While there are sound methods for the analysis and design of ordinary transaction processing  systems, a comparable method for the development of management information systems such as a data warehouse remains not solidly defined. Inmon deals with many phenomena related to data warehouse design, but leaves the ‘how’ of it completely untouched. Schouten’s article (link) on analysis and design of data warehouses is an attempt to devise a proper way of thinking and working to achieve this goal. Schouten outlines two complementary methods for the analysis of data warehouse relations; one simple and the other advanced. The simple method exploits the knowledge contained in an ordinary relational schema. The advanced method is based on the analysis of derivation rules. Subsequently, the design of data warehouses based on these methods is investigated. Special attention has been given to the actuality of data warehouses that contain historical information, to the transitivity of derivations, to the navigation through aggregation hierarchies via so-called drill paths and to the maintenance of various aggregation levels within a single data warehouse relation.

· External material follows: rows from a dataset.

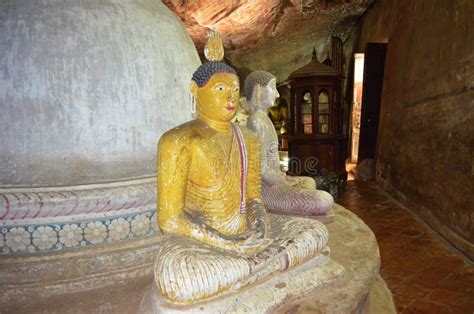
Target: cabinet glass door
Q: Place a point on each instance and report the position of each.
(323, 112)
(307, 112)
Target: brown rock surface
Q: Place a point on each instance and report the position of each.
(277, 36)
(426, 132)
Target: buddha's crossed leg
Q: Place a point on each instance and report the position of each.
(187, 270)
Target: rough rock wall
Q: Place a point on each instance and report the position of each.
(426, 133)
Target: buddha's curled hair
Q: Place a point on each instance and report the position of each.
(256, 77)
(202, 75)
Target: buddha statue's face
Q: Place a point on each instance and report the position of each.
(263, 97)
(218, 100)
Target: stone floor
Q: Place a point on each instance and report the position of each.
(424, 274)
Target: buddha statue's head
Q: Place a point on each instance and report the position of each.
(215, 86)
(260, 90)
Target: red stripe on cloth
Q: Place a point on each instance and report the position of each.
(243, 166)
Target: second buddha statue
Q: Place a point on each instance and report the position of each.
(281, 193)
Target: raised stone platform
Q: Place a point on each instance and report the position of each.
(352, 243)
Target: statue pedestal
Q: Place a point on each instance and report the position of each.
(352, 243)
(347, 282)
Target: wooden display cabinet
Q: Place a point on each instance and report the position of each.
(316, 142)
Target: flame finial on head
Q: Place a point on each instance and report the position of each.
(214, 50)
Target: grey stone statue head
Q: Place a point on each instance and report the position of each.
(260, 90)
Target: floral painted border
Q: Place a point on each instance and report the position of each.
(60, 236)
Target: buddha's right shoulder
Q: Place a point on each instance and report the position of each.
(183, 134)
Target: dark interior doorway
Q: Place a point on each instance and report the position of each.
(374, 63)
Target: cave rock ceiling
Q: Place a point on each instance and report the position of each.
(272, 35)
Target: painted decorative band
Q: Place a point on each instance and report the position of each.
(76, 234)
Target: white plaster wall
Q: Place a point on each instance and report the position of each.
(87, 88)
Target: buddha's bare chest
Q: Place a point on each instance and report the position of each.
(213, 160)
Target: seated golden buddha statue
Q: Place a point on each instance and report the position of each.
(217, 235)
(281, 193)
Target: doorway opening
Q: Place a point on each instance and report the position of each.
(356, 112)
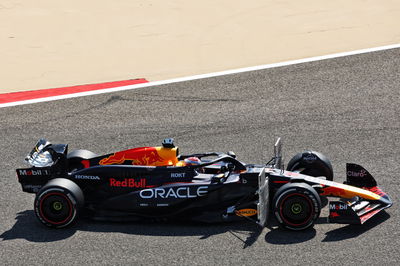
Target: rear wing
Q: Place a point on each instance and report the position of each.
(263, 202)
(278, 162)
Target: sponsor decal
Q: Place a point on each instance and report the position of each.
(246, 212)
(33, 188)
(362, 173)
(338, 207)
(33, 172)
(174, 192)
(376, 190)
(334, 214)
(88, 177)
(309, 157)
(178, 174)
(128, 182)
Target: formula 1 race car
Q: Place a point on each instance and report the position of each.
(158, 183)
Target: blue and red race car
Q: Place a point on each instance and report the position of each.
(157, 183)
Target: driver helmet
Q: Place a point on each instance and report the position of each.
(193, 161)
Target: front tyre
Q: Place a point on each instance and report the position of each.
(296, 206)
(57, 204)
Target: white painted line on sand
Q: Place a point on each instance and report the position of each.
(203, 76)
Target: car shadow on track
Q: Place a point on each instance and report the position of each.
(279, 236)
(27, 227)
(352, 231)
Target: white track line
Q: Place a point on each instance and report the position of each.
(203, 76)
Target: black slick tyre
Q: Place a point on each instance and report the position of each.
(296, 206)
(311, 163)
(58, 203)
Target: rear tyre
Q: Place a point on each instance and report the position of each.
(296, 206)
(58, 203)
(311, 163)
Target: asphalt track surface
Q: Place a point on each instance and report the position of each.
(347, 108)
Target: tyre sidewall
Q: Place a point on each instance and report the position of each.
(302, 190)
(72, 204)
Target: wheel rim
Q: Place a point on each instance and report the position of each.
(56, 208)
(296, 209)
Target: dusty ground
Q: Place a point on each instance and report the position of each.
(46, 43)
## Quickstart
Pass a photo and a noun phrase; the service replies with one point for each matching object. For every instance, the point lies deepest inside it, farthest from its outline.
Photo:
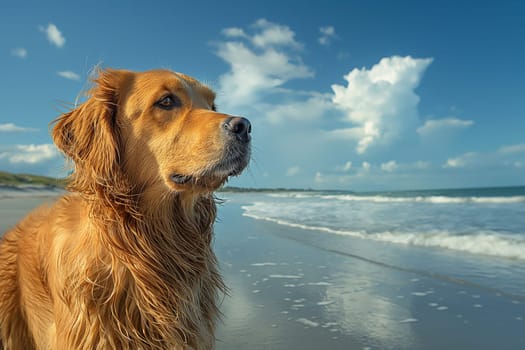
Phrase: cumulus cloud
(389, 166)
(380, 102)
(461, 161)
(345, 167)
(327, 33)
(10, 127)
(259, 62)
(292, 171)
(519, 148)
(19, 52)
(29, 154)
(69, 75)
(434, 126)
(234, 33)
(54, 36)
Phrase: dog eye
(168, 102)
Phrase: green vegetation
(8, 179)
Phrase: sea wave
(8, 191)
(431, 199)
(488, 243)
(437, 199)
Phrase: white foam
(490, 243)
(409, 320)
(285, 276)
(264, 264)
(417, 199)
(307, 322)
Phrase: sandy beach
(290, 293)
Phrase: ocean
(467, 236)
(341, 270)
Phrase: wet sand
(291, 294)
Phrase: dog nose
(238, 126)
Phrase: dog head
(156, 129)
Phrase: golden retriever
(124, 261)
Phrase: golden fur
(124, 261)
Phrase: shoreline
(290, 290)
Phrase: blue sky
(361, 95)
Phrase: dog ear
(88, 135)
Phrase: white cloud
(389, 166)
(433, 126)
(519, 148)
(292, 171)
(10, 127)
(422, 165)
(54, 36)
(29, 154)
(69, 75)
(380, 102)
(234, 33)
(258, 64)
(345, 167)
(327, 33)
(19, 52)
(461, 161)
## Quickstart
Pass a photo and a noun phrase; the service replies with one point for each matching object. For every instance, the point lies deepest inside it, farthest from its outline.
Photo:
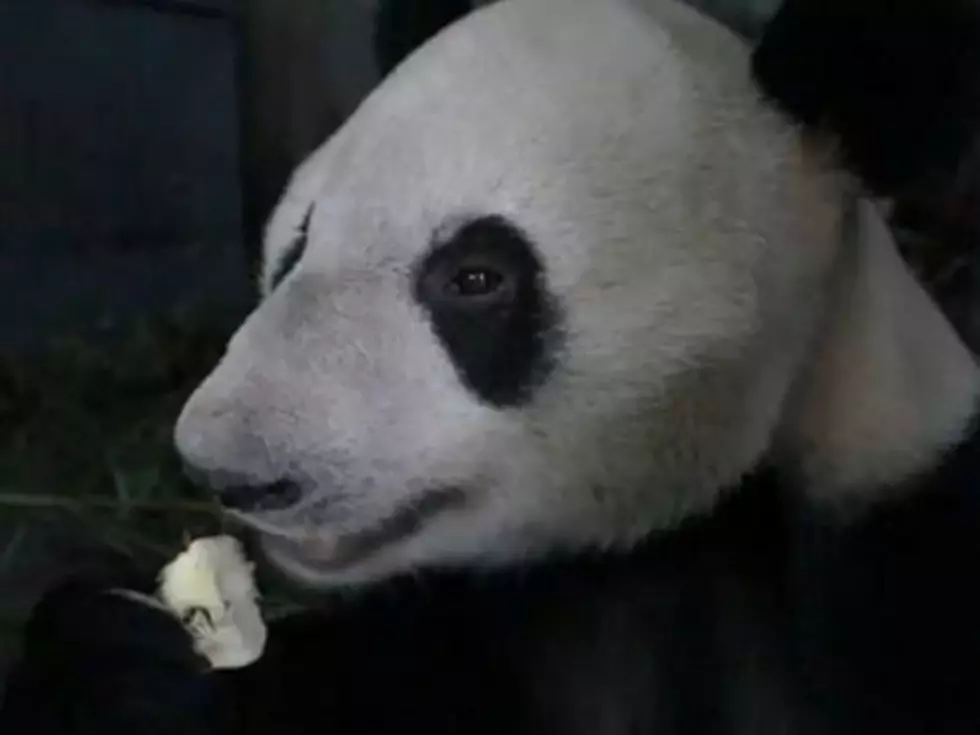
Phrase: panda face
(547, 289)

One of the goals of a data warehouse is to provide management information that will be used to make organizational policy decisions. By nature, all management information is derived from operational information, i.e. information created and stored in transactional information management systems. Therefore, it follows that management information is almost always an aggregated, derived form of the operational information. A distinct observation about the difference between analysis and design as applicable to data warehousing systems is as follows: analysis consists of the detection of derivable facts and the applicable derivative rules, while design consists of grouping the derivable facts into well formed relationships in the data warehouse.

Citation: H. Schouten, “Analysis and Design of Data Warehouses”;  Proceedings of the International Workshop on Design and Management of Data Warehouses (DMDW’99)

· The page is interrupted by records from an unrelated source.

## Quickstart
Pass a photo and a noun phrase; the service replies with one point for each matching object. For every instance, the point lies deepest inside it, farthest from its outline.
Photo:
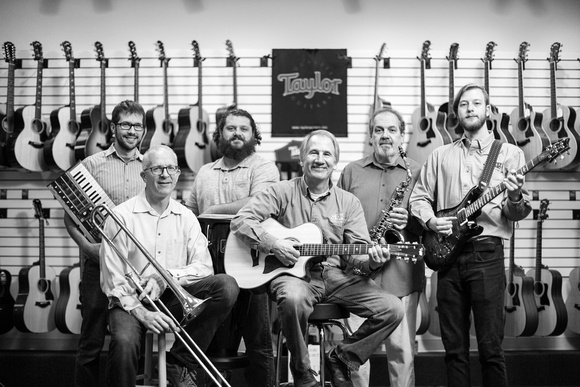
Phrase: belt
(482, 244)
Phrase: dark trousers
(476, 281)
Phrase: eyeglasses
(128, 125)
(157, 171)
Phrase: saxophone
(384, 227)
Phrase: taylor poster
(309, 91)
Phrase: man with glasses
(172, 235)
(116, 169)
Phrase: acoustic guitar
(441, 251)
(232, 62)
(552, 315)
(252, 268)
(526, 123)
(8, 133)
(451, 123)
(498, 123)
(6, 302)
(559, 119)
(573, 301)
(67, 315)
(521, 314)
(95, 132)
(32, 130)
(160, 127)
(59, 149)
(191, 142)
(425, 136)
(34, 307)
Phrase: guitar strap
(489, 165)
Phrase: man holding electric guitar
(474, 280)
(340, 218)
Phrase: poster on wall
(309, 91)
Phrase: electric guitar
(67, 315)
(6, 302)
(497, 122)
(425, 136)
(32, 130)
(160, 127)
(441, 251)
(95, 130)
(252, 269)
(192, 144)
(451, 124)
(34, 307)
(527, 124)
(573, 301)
(8, 133)
(521, 314)
(59, 150)
(559, 119)
(233, 63)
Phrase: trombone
(191, 306)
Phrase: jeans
(475, 281)
(296, 297)
(126, 331)
(93, 327)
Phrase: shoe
(180, 376)
(303, 379)
(339, 372)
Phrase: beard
(226, 148)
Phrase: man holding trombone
(158, 240)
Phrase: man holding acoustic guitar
(474, 279)
(340, 219)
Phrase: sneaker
(304, 379)
(180, 376)
(339, 372)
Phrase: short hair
(387, 109)
(127, 107)
(462, 91)
(241, 113)
(324, 133)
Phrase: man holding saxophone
(171, 234)
(383, 182)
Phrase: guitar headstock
(67, 48)
(37, 50)
(9, 52)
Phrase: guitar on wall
(441, 251)
(497, 123)
(95, 133)
(526, 123)
(59, 149)
(191, 142)
(7, 110)
(252, 269)
(32, 130)
(552, 317)
(232, 62)
(559, 119)
(451, 123)
(521, 314)
(67, 316)
(34, 307)
(425, 136)
(160, 127)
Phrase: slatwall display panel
(398, 84)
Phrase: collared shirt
(174, 239)
(338, 214)
(453, 169)
(217, 184)
(374, 185)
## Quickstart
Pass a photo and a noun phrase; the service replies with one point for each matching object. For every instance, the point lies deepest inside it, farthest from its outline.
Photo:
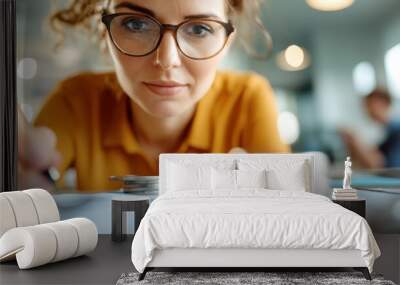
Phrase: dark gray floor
(102, 266)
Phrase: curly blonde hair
(87, 13)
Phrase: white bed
(193, 224)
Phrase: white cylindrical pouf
(36, 244)
(45, 205)
(7, 218)
(23, 208)
(87, 235)
(67, 239)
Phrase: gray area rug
(230, 278)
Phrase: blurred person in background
(387, 154)
(164, 94)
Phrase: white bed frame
(256, 258)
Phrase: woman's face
(166, 82)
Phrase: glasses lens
(201, 38)
(134, 34)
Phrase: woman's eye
(199, 30)
(136, 25)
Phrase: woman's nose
(167, 55)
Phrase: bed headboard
(317, 163)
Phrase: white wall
(335, 53)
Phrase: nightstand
(357, 206)
(121, 205)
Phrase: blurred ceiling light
(293, 58)
(364, 78)
(289, 128)
(27, 68)
(329, 5)
(392, 67)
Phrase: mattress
(250, 219)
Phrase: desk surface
(102, 266)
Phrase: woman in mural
(165, 93)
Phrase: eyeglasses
(140, 35)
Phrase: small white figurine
(347, 174)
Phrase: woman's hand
(36, 155)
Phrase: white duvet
(252, 218)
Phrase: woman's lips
(165, 88)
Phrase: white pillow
(228, 179)
(282, 174)
(181, 177)
(251, 178)
(223, 179)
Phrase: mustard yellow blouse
(90, 114)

The fundamental architecture of a data warehouse is a key decision that drives all technical and functional aspects of the data warehousing project. Therefore, it is necessary to carefully evaluate all the available implementations options for the architecture before dedicating resources to the project. The architecture of the data warehouse will be defined in the planning stage of the project, and the decision process should involve all the stakeholders (business and technical). While the designing, managing and implementing architecture requires effort, the task can benefit and enhance the impact of business applications by improving availability, performance, scalability and interoperability.

Three practical data warehouse architectural patterns are found to be widespread. The current technology and organizational forms eventually lead to the DW pattern to fall into one of these three, perhaps with minor modifications. Eventually, an organization’s form drives the architecture pattern preference. The three patterns are -
1. Distributed, by moving and translating data between nodes in a network.
2. Centralized (consolidation data warehouse or operational data store (ODS)), leveraging a hub-and-spoke form
3. Federated, which is a system of distributed data warehouses, which, in its more successful implementations, also exploits a data hub.

The above patterns all require implementation of physical data stores (warehouses, marts etc.), and therefore the Extract Transform Load (ETL) layer is the heart of these systems. The alternative to these will be to avoid physical data warehousing altogether and address decision support issues by deriving business intelligence directly from operational, transactional systems. Enterprise Information Integration tool set focuses on this virtual implementation of the data warehouse. It is important to note that the virtual warehouse does not have a graphic representation different from the distributed one. However, no persisting physical implementation exists. Data is repeatedly transformed on-demand instead of being transformed and stored persistently.

In all three instances, the critical path of success lies through the design and implementation of unified and consistent data dimensions. The single most important action a business can take from an architectural point of view is to design consistent and unified definitions of reference data. Thus, the master data (or master reference data) plays an integral role in data warehouse implementations, irrespective of what pattern is chosen. An organization can then implement either federated data marts or a centralized ODS or some combination of the two (such as ODS with downstream, dependent data marts). This also enables management of diverse on-line analytic processing (OLAP) approaches as dependent data marts rather than disconnected and dysfunctional silos. The data store design will be sufficiently robust to support a flexible architecture that will accommodate future business requirements.